The outer surface of the virtual display device contains a plurality of cameras, each camera is oriented differently, and hand images at different angles can be acquired. Each hand image is input into a pre-trained object detection model, and a gesture region holding the 3DOF handle is detected by the object detection model, as shown in fig. 5.

The embodiment of the present application does not have a limiting requirement on the target detection model, and for example, a conventional Machine learning algorithm (e.g., Support Vector Machine (SVM)) may be adopted, and a deep learning algorithm (e.g., Convolutional Neural Networks (CNN) and YOLOv3 network) may also be adopted.

S4012: and performing gesture estimation on the gesture area, and extracting hand joint points.

In S4012, a hand joint detection model trained in advance is used to perform gesture estimation on each gesture region, and 21 hand joint points are extracted. Referring to fig. 7, a schematic diagram of 21 hand joint points is provided for the embodiment of the present application, where each hand point corresponds to a unique identifier. The technology for extracting the hand joint points is mature, and the part does not serve as the focus of the application and is not described again for this reason.

S4013: and determining the first 3D coordinates of each hand joint point in the coordinate system of the virtual display device by a multi-mesh matching algorithm.

In the embodiment of the application, according to hand joint points extracted from gesture areas corresponding to a plurality of cameras, depth information of each hand joint point can be determined, and a first 3D coordinate of each hand joint point in a virtual display device coordinate system can be determined by combining internal parameters calibrated in advance by each camera. The specific implementation process is shown in fig. 8, and mainly includes the following steps:

s4013_ 1: and respectively matching the hand joint points extracted from the gesture area corresponding to the main camera with the hand joint points extracted from the gesture areas corresponding to the other cameras.
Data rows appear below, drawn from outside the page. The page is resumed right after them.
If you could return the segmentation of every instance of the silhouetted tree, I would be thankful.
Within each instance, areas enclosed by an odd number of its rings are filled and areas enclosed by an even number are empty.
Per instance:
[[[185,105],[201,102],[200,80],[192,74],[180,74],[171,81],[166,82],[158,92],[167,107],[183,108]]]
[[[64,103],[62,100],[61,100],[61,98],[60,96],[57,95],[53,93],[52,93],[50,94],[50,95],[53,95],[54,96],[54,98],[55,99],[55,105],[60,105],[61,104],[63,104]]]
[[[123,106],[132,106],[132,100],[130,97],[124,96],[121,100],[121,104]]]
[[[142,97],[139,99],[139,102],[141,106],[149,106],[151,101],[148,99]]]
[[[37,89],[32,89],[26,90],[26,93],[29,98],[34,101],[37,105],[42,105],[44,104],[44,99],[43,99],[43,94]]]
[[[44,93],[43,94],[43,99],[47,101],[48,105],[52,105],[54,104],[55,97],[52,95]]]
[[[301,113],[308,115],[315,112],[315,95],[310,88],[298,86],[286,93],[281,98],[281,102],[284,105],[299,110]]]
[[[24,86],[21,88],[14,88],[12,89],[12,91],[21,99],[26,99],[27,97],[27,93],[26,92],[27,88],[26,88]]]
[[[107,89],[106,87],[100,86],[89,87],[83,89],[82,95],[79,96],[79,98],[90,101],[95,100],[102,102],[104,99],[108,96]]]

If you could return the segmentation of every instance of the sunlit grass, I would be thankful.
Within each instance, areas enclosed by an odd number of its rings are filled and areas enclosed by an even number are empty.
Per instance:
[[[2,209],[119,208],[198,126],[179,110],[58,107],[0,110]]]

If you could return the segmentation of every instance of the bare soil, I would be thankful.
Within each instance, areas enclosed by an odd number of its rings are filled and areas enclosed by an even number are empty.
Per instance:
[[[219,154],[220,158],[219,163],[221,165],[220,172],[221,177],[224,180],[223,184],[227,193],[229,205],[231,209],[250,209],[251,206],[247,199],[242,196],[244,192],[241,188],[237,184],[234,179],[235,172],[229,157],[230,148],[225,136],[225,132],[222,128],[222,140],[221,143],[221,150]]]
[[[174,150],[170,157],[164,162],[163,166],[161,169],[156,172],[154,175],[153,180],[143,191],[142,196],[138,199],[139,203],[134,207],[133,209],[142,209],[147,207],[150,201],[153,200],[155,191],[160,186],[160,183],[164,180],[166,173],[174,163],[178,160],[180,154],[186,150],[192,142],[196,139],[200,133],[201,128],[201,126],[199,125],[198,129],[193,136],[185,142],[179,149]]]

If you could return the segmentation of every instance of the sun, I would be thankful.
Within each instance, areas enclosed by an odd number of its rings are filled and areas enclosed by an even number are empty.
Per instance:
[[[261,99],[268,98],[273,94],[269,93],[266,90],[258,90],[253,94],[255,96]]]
The multi-camera is a hand image shot from different angles, one of the multi-camera is selected as a main camera and the other cameras are selected as auxiliary cameras according to the richness of hand information contained in the shot hand image, and hand joint points extracted from a gesture area corresponding to the main camera are respectively matched with hand joint points extracted from gesture areas corresponding to the other cameras.

S4013_ 2: and determining the depth information of each hand joint point according to each matching result.

And calculating the distance from each hand joint point to the corresponding camera according to the matching results of the hand joint points extracted from the gesture area corresponding to the main camera and the hand joint points extracted from the gesture areas corresponding to other cameras.

S4013_ 3: and determining a first 3D coordinate of each hand joint point in a virtual display device coordinate system according to internal parameters calibrated in advance by the multi-view camera, the depth information of each hand joint point and the image coordinate of each hand joint point in the corresponding gesture area.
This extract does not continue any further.